Se van contentos

Una adorable familia francesa lleva 48 años visitando la ciudad

Txema Martín
TXEMA MARTÍN

El Ayuntamiento de Málaga, en un acto que recordaba de manera irremediable al setentero premio al 'turista un millón' que resultó tan castizo, le ha dado un merecido reconocimiento a los siete miembros de una adorable familia francesa que lleva 48 años visitando la ciudad. La primera llegada de Ghislaine Fontaine a Málaga, que sirvió de detonante de tantos acontecimientos vitales de mayor o menor importancia en la vida de toda su familia, se produjo en 1971. Desde entonces, tres generaciones han venido a disfrutar de nuestra ciudad «tres o cuatro veces al año».

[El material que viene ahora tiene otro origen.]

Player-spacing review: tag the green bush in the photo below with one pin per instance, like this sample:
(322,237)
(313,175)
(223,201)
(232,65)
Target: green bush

Aunque no sea un número redondo, 48 años viniendo en dos o tres ocasiones a Málaga nos da un arco que va de las 96 a las 144 asistencias. Seguro que fueron más de cien las veces que han pasado estos señores por el aeropuerto, que es seguramente uno de los mejores lugares que tiene la ciudad. Estos turistas de la repetición han visto cómo ha cambiado todo en estos últimos años tanto como cualquiera de nosotros. Uno podría pensar que les habría salido más a cuenta quedarse a vivir aquí, como hacen los británicos atascados en la época de las colonias, pero entonces, si se instalaran aquí, la familia francesa perdería la bellísima condición de visitante, de flâneur, de turista entendido al fin y al cabo que no es uno de estos 15.000 cruceristas que van a pisar Málaga solo durante la Feria, sino disfrutones de un turismo de inmersión.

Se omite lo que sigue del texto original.